From a student graduated from Hanoi University of Science and Technology, majoring in the Hedspi program 2021. Just a few months after graduation, I took on the responsibility of developing products for a startup and led a team of about 7-10 people. Despite working diligently for over a year, I've realized that I've made many mistakes and have gaps in my knowledge. Recently, in addition to learning foreign languages, I've been focusing on studying these issues in-depth, and now I'd like to share my findings with everyone.

Because I have limited work experience compared to many others and have only relied on what I learned in school, I've made mistakes and learned from them.
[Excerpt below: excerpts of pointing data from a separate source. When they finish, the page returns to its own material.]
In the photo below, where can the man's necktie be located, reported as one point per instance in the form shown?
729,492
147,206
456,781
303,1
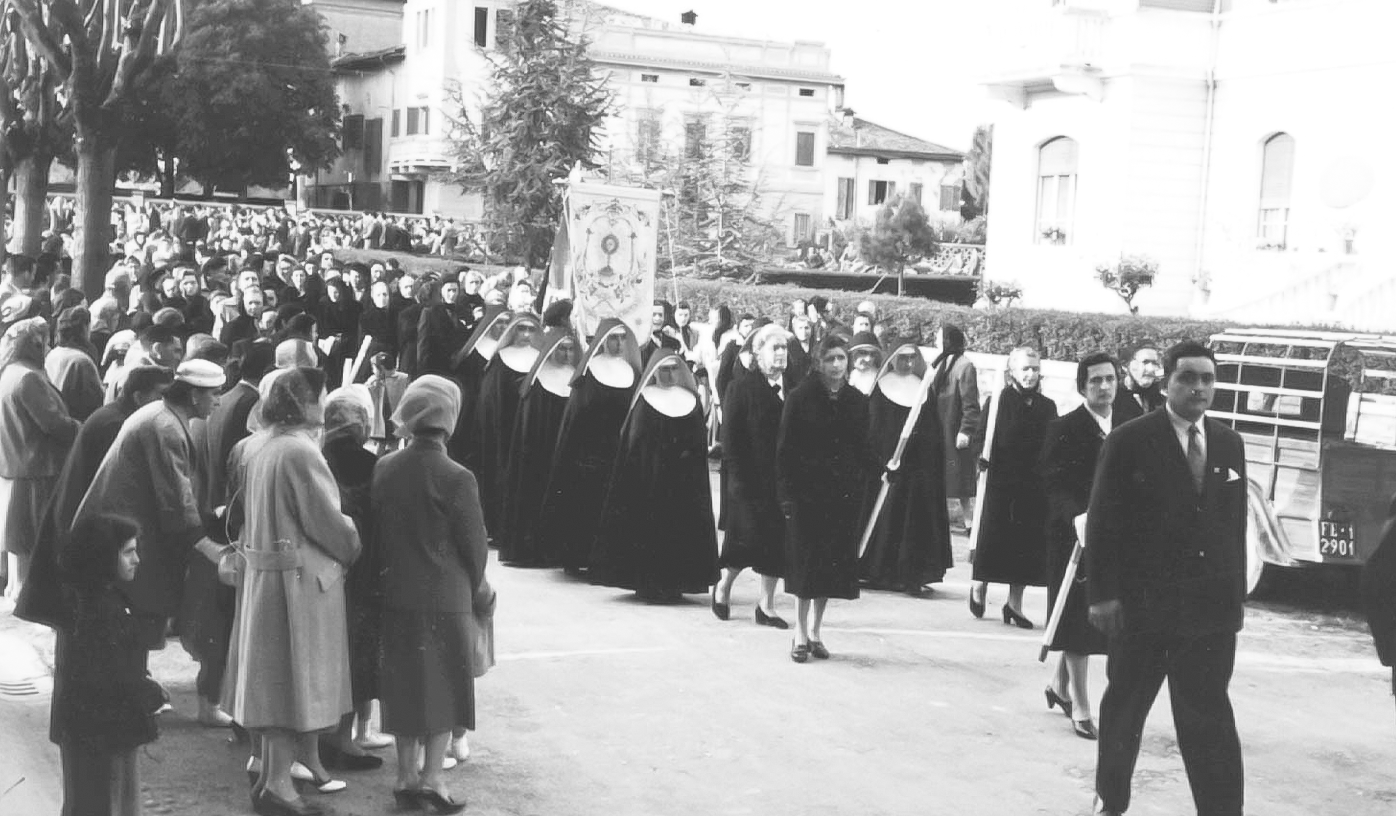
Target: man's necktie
1197,462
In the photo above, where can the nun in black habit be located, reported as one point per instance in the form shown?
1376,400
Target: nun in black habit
822,465
500,395
656,534
587,442
910,544
468,370
545,394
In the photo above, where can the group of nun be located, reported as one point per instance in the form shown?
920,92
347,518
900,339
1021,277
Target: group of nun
593,458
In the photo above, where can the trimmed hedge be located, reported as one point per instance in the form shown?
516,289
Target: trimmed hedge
1057,335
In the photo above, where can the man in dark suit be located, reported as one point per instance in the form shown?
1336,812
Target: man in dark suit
1166,565
1139,388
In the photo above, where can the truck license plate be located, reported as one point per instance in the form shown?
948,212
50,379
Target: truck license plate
1336,540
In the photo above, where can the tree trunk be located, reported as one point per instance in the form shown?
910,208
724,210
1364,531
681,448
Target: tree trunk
92,235
31,191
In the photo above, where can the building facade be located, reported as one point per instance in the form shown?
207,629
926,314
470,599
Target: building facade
1231,141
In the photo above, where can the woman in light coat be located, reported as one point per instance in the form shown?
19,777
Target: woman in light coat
288,667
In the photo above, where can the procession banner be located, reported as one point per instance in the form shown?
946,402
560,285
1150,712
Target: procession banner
610,248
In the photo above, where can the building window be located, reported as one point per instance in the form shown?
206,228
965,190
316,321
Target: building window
804,149
418,119
881,191
949,197
1276,180
482,23
1056,190
740,136
802,228
843,207
695,134
648,134
423,28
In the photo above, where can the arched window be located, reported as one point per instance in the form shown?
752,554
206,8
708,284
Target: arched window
1056,190
1276,182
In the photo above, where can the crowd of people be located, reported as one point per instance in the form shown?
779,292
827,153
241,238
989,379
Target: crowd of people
316,455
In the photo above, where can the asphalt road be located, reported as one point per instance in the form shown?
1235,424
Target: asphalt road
603,705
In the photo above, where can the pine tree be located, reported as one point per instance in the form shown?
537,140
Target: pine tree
540,116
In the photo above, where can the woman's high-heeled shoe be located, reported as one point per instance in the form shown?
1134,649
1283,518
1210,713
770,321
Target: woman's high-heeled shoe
1012,617
1054,699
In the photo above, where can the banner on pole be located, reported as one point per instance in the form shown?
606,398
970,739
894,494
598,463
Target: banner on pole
605,255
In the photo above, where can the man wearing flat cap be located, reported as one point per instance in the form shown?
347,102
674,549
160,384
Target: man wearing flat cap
152,476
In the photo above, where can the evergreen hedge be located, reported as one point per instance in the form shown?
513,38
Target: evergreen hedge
1057,335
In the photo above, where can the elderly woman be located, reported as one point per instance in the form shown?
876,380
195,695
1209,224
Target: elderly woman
430,530
348,421
288,667
71,364
35,435
822,462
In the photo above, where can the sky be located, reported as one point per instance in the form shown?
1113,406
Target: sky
908,64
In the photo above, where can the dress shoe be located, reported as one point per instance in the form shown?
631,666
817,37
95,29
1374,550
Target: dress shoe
774,621
1012,617
722,611
439,802
1054,699
976,607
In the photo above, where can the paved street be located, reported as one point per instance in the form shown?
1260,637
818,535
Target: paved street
602,705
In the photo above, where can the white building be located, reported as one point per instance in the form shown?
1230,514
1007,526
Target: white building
1234,141
673,84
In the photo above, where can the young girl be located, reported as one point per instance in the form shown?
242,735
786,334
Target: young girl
104,702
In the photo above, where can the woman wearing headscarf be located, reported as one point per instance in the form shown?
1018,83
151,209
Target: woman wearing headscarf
864,361
430,532
468,370
910,544
822,462
104,702
71,366
504,374
348,421
35,435
656,533
956,402
338,325
754,530
288,666
540,412
602,391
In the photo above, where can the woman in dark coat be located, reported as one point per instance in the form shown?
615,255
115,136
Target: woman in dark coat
468,368
540,412
104,702
1068,469
587,442
338,320
430,532
500,387
348,419
822,463
956,402
754,530
910,544
1010,543
656,534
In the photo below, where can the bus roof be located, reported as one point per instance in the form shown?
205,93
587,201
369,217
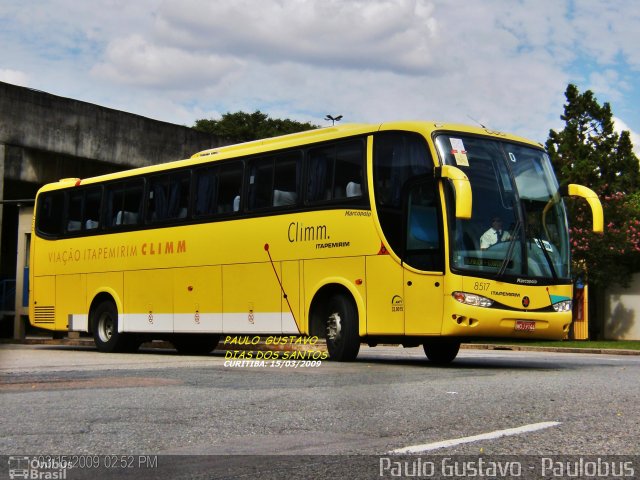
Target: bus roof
427,128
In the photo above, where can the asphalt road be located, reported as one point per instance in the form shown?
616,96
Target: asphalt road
206,419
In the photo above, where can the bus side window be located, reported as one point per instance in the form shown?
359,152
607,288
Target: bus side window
286,179
206,182
91,211
335,172
168,196
124,200
261,182
229,187
50,212
74,210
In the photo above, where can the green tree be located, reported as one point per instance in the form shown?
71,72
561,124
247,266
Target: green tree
244,127
589,152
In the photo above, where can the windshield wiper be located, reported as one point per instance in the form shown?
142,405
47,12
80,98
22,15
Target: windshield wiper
512,245
540,244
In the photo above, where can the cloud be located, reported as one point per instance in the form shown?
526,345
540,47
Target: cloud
396,35
374,60
133,60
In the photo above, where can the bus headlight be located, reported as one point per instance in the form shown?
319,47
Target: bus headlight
564,306
472,299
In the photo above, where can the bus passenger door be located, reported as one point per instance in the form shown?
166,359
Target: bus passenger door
424,259
385,306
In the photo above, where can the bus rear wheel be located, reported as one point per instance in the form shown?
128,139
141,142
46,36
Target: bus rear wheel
104,324
441,351
343,340
195,344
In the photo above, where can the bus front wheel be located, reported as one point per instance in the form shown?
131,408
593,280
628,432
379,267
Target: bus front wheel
343,340
105,330
441,351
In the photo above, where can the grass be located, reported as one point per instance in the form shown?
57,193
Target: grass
595,344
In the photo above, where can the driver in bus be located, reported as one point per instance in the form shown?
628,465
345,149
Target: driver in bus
494,235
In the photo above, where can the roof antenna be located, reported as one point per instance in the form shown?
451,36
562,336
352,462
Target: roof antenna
473,119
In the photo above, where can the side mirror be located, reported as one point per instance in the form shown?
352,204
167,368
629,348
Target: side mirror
592,199
462,189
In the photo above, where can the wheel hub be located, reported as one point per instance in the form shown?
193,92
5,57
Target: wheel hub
334,326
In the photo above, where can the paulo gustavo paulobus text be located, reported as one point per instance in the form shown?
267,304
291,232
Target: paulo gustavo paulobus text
291,355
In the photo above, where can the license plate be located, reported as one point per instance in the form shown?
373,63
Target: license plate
525,325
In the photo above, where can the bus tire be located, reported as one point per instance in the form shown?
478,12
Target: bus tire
195,344
104,324
441,351
343,340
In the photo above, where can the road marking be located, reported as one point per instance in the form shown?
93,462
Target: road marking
483,436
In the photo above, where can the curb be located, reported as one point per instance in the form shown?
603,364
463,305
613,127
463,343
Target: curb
525,348
320,345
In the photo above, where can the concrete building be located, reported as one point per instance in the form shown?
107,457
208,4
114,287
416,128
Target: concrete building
44,137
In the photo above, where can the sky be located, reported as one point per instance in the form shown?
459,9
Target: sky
502,63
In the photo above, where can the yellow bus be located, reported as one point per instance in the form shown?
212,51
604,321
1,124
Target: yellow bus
355,233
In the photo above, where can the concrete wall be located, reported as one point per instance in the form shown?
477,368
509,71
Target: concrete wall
45,122
622,312
44,137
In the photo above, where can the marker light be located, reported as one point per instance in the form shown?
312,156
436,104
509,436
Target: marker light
564,306
472,299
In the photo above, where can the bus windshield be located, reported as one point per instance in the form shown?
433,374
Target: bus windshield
518,226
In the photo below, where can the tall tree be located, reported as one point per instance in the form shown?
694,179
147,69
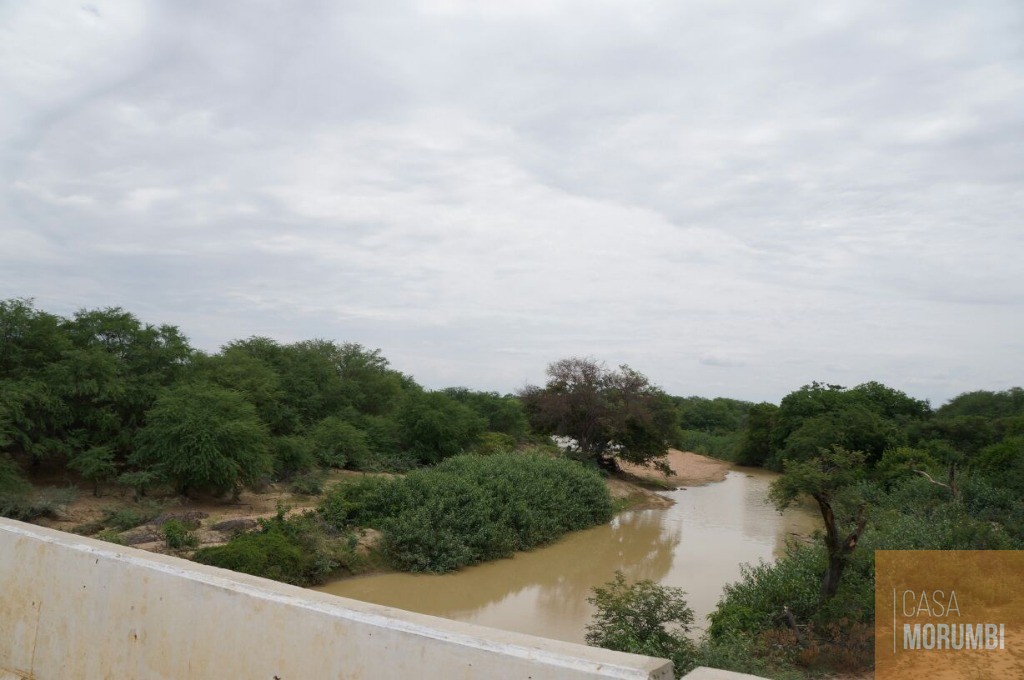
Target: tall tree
606,414
199,435
829,479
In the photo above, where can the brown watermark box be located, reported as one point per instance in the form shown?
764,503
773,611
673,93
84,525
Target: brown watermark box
948,613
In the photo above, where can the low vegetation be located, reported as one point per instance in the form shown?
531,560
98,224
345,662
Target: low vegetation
469,509
301,550
121,407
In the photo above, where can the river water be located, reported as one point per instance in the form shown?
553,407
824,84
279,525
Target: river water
697,545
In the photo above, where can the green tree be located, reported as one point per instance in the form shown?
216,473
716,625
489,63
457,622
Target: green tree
607,415
339,443
434,426
203,436
95,465
643,618
756,447
829,478
504,414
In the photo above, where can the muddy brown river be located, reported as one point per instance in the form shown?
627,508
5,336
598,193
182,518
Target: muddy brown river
697,545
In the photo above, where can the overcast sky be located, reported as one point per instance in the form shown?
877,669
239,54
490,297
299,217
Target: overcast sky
734,198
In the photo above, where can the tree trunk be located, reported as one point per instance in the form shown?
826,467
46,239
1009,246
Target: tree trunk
839,547
835,571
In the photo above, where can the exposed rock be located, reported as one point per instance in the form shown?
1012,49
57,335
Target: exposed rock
237,525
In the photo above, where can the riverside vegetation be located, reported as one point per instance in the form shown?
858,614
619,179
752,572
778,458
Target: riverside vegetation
454,477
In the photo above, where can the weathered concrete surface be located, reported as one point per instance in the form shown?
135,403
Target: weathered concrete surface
75,608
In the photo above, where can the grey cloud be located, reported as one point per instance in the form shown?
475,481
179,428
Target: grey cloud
688,187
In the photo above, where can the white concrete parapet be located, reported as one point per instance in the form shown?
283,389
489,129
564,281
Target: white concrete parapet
76,608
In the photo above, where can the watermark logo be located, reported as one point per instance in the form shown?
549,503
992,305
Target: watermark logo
948,613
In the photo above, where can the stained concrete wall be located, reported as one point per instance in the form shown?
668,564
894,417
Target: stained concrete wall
77,608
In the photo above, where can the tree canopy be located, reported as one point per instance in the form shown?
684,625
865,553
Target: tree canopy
199,435
605,414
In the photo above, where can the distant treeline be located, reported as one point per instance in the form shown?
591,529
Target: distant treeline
115,399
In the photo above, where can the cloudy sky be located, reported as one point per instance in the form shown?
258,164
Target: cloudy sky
734,198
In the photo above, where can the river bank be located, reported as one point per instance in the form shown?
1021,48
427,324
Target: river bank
216,520
696,542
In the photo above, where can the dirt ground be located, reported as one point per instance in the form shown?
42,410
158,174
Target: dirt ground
689,469
638,486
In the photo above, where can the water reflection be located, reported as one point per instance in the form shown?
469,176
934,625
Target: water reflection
697,545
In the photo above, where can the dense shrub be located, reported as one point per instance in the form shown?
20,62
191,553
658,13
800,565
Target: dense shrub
292,455
470,509
495,442
724,447
128,517
643,618
297,550
177,536
29,506
308,483
339,443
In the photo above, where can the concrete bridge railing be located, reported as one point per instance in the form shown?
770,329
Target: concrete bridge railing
73,607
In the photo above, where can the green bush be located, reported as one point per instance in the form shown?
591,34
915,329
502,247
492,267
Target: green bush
494,442
128,517
29,506
177,536
308,483
643,618
297,550
470,509
366,501
724,447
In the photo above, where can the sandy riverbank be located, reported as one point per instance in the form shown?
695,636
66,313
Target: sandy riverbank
688,469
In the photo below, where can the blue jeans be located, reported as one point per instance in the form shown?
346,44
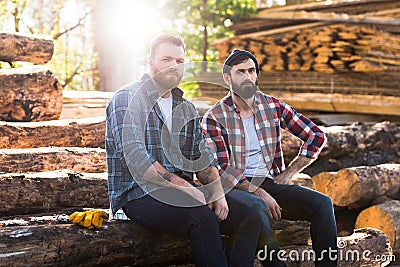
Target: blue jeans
300,203
201,226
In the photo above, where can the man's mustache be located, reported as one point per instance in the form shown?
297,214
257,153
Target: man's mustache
247,82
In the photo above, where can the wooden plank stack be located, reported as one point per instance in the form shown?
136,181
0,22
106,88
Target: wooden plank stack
30,93
324,52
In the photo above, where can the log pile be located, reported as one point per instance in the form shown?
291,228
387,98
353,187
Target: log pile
31,93
328,55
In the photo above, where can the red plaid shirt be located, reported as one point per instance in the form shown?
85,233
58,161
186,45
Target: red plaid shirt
225,134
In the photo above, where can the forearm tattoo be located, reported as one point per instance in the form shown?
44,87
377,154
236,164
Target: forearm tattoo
204,176
166,175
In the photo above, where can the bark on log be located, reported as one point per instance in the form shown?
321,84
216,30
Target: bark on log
29,94
343,140
31,48
52,158
385,217
125,243
88,132
357,187
365,247
49,191
118,243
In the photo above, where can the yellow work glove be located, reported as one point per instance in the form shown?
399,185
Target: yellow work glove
89,219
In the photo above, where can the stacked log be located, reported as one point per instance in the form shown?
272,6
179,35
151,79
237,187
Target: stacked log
358,187
28,93
50,240
323,56
29,48
87,132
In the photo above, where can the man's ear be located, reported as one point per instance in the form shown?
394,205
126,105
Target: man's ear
227,78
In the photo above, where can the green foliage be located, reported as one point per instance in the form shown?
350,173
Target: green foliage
201,22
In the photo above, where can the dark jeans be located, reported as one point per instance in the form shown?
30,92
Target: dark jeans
300,203
202,227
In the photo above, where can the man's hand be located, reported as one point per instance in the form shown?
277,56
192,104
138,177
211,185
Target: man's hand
193,192
273,207
283,178
220,207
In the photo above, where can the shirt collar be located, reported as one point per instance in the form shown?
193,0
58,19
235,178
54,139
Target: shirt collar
228,100
152,91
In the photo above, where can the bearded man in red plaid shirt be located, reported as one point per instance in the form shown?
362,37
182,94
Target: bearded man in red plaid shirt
244,131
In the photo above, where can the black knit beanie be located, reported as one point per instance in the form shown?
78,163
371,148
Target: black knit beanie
236,53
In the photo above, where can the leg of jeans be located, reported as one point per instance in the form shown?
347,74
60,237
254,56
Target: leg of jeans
199,224
242,226
300,203
266,242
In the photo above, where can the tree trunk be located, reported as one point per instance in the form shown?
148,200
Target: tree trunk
385,217
118,243
29,94
47,241
51,159
365,247
357,187
29,48
88,132
49,191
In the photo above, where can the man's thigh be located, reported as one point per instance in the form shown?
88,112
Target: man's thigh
242,208
164,217
297,202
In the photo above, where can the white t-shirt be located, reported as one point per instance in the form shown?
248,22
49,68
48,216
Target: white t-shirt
165,105
255,163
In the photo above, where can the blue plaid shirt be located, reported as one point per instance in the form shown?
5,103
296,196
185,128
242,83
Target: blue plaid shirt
136,138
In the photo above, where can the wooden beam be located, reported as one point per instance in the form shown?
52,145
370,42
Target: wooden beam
53,158
330,17
88,132
352,103
23,47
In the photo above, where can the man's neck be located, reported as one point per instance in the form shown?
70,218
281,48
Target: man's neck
245,106
162,92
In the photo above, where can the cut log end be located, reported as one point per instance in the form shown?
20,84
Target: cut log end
338,189
385,217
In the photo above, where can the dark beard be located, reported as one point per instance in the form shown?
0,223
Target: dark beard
166,81
245,90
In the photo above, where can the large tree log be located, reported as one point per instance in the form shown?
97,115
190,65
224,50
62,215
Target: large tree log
365,247
384,216
52,158
118,243
31,48
125,243
357,187
29,94
49,191
89,132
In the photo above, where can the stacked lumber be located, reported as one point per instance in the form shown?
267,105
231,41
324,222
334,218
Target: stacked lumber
31,93
336,56
335,48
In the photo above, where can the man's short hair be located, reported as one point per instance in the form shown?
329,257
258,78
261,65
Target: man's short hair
171,38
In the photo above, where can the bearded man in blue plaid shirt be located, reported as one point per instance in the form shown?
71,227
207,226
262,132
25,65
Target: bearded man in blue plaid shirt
243,129
155,145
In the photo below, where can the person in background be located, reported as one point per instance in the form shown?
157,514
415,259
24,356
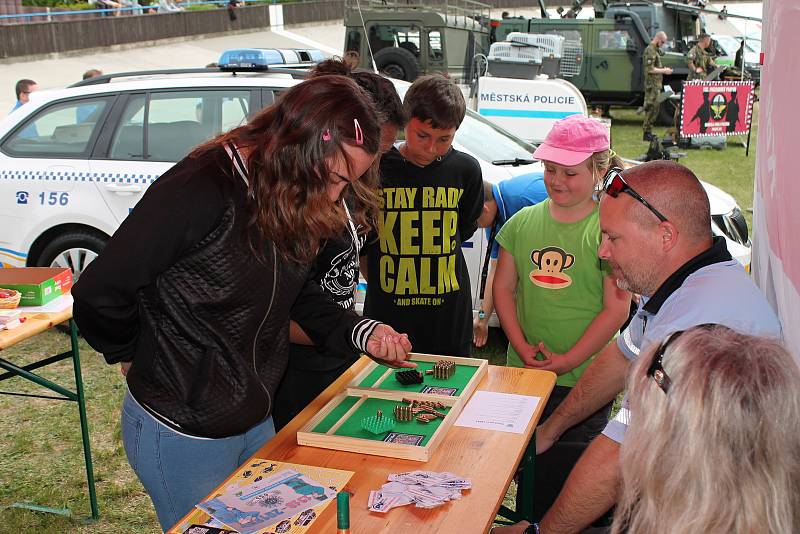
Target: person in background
500,202
656,224
168,6
194,292
311,369
431,197
231,7
714,437
23,89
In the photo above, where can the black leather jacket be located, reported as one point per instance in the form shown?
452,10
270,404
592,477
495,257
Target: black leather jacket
178,292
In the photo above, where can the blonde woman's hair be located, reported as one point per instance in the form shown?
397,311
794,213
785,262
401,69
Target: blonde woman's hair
720,452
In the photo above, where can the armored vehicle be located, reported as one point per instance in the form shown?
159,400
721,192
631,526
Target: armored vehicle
407,38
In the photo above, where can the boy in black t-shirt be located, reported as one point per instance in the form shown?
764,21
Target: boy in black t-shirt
431,197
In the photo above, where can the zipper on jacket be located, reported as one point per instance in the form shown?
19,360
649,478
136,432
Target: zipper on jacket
264,320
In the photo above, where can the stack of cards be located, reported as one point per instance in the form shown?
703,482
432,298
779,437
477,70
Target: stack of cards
426,489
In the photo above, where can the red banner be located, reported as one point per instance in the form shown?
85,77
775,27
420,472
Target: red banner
716,108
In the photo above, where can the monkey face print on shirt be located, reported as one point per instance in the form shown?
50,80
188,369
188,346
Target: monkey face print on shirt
550,266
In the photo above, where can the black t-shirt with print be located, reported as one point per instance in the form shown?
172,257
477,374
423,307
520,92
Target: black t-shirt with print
418,281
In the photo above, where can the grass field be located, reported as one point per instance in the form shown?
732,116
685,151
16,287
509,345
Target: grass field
41,459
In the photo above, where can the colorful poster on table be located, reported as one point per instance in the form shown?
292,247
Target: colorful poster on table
716,108
268,497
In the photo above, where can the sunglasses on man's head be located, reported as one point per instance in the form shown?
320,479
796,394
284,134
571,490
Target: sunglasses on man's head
614,184
656,370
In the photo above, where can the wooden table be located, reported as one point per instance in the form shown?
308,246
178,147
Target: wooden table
489,458
36,323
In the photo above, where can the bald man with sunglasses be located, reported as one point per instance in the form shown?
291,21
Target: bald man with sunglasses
656,225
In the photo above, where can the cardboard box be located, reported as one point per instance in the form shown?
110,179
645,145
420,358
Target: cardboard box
38,285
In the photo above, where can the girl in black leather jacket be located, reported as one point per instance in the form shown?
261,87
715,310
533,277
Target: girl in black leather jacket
194,292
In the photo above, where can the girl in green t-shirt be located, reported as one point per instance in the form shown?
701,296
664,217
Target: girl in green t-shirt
557,301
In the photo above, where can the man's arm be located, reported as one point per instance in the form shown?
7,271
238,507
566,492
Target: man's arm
599,384
504,291
590,490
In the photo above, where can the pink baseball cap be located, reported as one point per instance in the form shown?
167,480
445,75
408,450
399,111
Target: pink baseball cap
572,140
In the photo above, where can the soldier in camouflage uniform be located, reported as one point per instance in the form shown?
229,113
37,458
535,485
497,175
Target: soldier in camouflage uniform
653,82
699,59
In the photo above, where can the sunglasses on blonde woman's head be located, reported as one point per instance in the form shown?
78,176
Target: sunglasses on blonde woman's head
614,184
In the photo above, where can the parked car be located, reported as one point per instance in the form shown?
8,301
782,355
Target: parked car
728,45
258,58
74,161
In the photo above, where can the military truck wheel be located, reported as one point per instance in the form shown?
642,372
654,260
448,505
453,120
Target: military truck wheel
397,63
666,113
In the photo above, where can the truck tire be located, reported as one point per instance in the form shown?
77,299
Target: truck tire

I hope that you can provide feedback to help me improve and contribute to the community's knowledge and expertise

Database Mistakes Part 1 - Choosing and Setting

The database management system I use for all of our company's products is PostgreSQL, even though during my university days, I only knew and used MySQL and SQLite. Here are the reasons why I chose PostgreSQL. It depends on factors like the problem to be solved, features, finances, popularity, and knowledge

The problem

Our company's website and app applications will primarily use raw data from Blockchain, including transactions, information about entities like blocks, tokens, blockchains, exchanges, investment funds, NFTs, and especially logs and traces from EVMs of blockchains like Ethereum and BSC Smartchain. So, we need to build a data repository capable of storing hundreds of millions of rows, which will be regularly inserted, fast reporting and infrequent deletions. For databases related to the applications, such as authentication and user data, there will be continuous adding, updating, and deleting (CRUD methods)

What PostgreSQL Provides

PostgreSQL can be used for both OLTP (Online Transaction Processing) and OLAP (Online Analytical Processing) tasks.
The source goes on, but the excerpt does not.